Abstract

It is recognized that the disruption of the intrauterine environment by nutritional or chemical factors may influence the developing fetus, resulting in long‐term adverse effects in adulthood and subsequent generations. Previously, we demonstrated that in utero caffeine exposure in mice leads to altered cardiac function and morphology in adult offspring, which is accompanied by changes in DNA methylation and cardiac gene expression. We next hypothesized that the timing of in utero caffeine exposure influences which generation is affected, either the exposed embryo (F1) or subsequent generations (F2, exposed gametes, or F3 unexposed). To test this hypothesis, we treated pregnant CD‐1 dams with 20 mg/kg of caffeine daily from E6.5‐9.5, to target DNA re‐methylation in the embryo, or from E10.5‐13.5, to target DNA de‐methylation occurring during gametogenesis. In the F1 generation, early caffeine exposure from E6.5‐9.5 increased LV internal diameter (LVID) and volume, decreased LV posterior wall (LVPW) thickness and decreased % fractional shortening (FS) at 1 year of age, which is consistent with dilated cardiomyopathy. Adult cardiac gene expression was also affected including increased Myh7 expression.
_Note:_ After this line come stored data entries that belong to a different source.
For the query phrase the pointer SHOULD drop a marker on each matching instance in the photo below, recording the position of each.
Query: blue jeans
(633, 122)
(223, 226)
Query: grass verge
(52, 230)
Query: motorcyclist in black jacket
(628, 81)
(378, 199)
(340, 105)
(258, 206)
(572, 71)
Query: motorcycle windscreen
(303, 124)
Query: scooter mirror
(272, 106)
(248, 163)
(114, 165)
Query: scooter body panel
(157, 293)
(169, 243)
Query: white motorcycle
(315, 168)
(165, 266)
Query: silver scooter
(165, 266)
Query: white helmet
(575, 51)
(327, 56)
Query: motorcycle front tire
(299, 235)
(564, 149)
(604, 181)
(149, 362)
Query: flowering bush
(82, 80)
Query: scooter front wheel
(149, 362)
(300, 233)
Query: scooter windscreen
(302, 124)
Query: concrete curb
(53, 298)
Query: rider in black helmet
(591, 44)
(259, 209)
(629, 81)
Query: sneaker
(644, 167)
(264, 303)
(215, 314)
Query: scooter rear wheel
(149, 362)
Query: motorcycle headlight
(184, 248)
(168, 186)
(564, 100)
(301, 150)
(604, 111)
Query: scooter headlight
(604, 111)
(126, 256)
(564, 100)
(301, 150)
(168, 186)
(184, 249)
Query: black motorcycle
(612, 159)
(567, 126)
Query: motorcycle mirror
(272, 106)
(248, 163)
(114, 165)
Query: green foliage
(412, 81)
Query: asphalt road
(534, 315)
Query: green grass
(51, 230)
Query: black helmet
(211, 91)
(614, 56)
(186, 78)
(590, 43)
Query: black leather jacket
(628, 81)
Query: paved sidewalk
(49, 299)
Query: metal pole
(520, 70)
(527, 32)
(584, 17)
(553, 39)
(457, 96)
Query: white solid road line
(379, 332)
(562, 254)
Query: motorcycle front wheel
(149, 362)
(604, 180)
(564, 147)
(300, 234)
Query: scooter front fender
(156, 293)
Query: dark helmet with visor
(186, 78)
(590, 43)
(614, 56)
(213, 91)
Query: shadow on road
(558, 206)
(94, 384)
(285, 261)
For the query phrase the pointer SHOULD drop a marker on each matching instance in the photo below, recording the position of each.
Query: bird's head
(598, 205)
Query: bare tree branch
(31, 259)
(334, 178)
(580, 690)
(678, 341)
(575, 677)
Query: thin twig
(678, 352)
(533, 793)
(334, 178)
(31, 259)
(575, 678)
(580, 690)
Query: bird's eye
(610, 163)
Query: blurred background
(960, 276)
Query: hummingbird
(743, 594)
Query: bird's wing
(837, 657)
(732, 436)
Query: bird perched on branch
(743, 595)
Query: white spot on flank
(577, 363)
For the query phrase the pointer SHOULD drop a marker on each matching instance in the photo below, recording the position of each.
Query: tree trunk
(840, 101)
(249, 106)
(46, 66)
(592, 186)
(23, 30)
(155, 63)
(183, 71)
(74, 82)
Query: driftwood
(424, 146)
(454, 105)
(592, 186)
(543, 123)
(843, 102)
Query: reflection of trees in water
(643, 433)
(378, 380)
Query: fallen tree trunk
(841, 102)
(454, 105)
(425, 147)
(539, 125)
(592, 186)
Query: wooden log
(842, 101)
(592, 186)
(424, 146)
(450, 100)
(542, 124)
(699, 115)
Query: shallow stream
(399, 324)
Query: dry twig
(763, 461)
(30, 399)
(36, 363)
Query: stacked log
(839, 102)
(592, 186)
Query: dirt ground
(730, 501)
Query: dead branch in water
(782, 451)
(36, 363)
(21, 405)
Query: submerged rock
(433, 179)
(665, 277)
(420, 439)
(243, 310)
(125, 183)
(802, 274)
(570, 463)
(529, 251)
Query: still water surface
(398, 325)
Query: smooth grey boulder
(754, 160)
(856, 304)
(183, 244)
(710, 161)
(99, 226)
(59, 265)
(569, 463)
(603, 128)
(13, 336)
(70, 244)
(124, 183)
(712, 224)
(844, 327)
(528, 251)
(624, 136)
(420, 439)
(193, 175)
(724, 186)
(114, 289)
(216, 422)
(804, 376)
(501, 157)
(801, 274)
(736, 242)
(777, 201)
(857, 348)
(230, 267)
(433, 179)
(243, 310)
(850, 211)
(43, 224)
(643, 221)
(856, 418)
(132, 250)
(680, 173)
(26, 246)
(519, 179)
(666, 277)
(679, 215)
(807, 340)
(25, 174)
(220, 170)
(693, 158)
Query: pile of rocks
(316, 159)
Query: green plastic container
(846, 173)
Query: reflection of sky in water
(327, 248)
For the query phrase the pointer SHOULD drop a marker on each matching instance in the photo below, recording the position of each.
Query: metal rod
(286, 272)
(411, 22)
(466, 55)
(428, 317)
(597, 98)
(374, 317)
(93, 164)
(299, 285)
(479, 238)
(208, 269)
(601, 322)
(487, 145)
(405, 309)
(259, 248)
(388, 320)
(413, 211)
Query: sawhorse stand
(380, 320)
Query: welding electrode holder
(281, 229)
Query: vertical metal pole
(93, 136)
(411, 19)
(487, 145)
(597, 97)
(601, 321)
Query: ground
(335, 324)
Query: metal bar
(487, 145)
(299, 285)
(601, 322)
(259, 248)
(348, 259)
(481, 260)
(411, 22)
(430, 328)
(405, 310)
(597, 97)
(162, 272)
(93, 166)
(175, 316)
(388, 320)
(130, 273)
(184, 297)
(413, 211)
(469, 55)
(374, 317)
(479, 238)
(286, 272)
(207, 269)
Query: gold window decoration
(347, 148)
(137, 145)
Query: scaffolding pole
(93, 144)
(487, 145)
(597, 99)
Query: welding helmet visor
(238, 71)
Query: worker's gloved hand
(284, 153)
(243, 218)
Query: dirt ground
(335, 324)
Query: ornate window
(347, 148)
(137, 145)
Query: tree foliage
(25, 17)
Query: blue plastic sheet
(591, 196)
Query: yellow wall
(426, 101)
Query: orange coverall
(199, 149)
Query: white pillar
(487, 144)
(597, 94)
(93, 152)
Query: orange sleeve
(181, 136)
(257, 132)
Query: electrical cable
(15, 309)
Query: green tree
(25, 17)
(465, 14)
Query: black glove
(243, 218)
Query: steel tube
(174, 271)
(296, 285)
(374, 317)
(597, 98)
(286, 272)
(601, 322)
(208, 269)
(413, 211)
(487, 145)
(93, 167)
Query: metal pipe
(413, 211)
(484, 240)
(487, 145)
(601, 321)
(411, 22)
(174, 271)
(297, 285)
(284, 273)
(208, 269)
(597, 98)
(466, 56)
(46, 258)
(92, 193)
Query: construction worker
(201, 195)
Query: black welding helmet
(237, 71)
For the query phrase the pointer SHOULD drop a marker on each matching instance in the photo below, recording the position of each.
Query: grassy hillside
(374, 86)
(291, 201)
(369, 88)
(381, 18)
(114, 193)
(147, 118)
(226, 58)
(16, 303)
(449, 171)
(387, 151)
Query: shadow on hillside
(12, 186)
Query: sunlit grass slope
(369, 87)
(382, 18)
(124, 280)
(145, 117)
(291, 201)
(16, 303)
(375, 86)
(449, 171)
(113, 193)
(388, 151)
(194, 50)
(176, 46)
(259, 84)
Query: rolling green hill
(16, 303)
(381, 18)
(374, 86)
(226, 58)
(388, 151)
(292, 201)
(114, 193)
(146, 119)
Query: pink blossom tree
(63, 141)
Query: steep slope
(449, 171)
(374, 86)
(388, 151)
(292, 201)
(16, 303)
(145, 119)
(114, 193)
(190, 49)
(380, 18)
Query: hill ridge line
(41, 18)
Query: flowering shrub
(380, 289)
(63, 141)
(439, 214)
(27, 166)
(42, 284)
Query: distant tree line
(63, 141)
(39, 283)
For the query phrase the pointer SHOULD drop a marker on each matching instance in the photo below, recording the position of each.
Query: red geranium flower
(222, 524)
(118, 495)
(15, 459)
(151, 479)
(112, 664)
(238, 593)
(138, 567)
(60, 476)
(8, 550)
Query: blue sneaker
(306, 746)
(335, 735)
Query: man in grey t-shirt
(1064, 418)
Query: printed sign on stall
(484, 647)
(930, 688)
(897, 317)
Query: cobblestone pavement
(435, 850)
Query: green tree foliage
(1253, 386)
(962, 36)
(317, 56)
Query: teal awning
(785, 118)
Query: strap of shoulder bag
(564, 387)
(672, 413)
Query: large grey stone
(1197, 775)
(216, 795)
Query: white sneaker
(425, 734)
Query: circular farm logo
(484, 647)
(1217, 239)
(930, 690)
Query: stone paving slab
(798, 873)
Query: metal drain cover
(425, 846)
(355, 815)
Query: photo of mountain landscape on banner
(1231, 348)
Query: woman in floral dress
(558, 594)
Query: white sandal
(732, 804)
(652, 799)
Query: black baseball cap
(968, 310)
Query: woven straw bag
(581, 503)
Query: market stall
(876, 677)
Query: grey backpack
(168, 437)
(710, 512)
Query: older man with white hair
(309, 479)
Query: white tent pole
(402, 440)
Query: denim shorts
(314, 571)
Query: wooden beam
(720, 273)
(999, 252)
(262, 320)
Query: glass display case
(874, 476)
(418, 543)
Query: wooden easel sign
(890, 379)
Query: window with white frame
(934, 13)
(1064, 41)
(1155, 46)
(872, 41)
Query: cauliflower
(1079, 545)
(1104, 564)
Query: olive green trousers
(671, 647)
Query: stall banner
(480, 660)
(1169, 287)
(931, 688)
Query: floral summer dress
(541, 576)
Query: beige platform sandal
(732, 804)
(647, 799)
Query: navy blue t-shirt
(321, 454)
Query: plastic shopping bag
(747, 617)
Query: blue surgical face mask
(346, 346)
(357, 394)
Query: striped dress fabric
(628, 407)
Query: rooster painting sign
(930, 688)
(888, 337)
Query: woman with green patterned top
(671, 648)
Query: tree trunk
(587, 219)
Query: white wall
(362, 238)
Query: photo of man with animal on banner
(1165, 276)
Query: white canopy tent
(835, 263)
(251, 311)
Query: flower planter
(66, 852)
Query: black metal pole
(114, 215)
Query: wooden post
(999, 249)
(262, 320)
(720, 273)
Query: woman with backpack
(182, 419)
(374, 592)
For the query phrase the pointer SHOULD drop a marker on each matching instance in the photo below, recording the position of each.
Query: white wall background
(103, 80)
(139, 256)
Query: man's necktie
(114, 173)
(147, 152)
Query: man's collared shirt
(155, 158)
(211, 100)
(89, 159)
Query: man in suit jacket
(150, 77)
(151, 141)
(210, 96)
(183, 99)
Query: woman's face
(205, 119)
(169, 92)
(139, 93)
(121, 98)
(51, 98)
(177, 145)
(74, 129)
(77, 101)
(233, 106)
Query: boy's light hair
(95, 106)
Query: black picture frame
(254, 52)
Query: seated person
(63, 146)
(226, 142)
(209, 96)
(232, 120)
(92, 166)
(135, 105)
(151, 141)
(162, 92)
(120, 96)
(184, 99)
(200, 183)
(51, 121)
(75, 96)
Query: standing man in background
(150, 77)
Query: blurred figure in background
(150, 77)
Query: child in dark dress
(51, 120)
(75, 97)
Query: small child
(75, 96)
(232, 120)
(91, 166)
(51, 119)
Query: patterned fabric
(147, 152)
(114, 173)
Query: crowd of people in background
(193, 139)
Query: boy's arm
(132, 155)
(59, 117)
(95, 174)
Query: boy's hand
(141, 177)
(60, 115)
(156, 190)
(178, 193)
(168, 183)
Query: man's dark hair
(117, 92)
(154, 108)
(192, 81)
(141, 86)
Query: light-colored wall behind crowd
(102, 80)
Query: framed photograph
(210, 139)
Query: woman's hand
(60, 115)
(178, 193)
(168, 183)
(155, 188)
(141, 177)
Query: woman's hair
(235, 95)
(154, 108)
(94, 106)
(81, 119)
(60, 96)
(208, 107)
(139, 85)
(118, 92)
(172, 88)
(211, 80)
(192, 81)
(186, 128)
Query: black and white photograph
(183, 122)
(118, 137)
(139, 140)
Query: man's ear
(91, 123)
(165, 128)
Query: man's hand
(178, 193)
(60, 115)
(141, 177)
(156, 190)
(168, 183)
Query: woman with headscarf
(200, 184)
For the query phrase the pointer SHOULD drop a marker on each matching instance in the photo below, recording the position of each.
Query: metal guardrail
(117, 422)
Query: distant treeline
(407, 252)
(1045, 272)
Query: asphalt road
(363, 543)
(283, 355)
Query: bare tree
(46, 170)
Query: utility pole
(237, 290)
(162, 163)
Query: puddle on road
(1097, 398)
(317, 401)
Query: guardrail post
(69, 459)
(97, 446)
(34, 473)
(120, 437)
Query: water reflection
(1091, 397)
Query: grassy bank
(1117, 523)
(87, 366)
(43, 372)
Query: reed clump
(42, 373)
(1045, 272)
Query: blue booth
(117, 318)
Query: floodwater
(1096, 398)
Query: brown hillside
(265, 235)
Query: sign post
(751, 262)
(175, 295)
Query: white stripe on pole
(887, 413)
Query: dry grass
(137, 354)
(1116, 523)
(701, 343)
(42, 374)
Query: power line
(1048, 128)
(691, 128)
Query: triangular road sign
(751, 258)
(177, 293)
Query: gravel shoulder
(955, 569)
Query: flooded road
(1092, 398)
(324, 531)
For late caffeine exposure from E10.5‐13.5, no effects on cardiac morphology or function were observed at either 12 weeks or 1 year in the F1 generation. However, in the late caffeine exposed F2 generation, we observed increased LVPW thickness, decreased LV volume and increased %FS, which is consistent with concentric cardiac hypertrophy.ConclusionIn utero caffeine exposure leads to changes in adult cardiac morphology and function. The timing of caffeine exposure not only influence which generation is affected but also the cardiac phenotype.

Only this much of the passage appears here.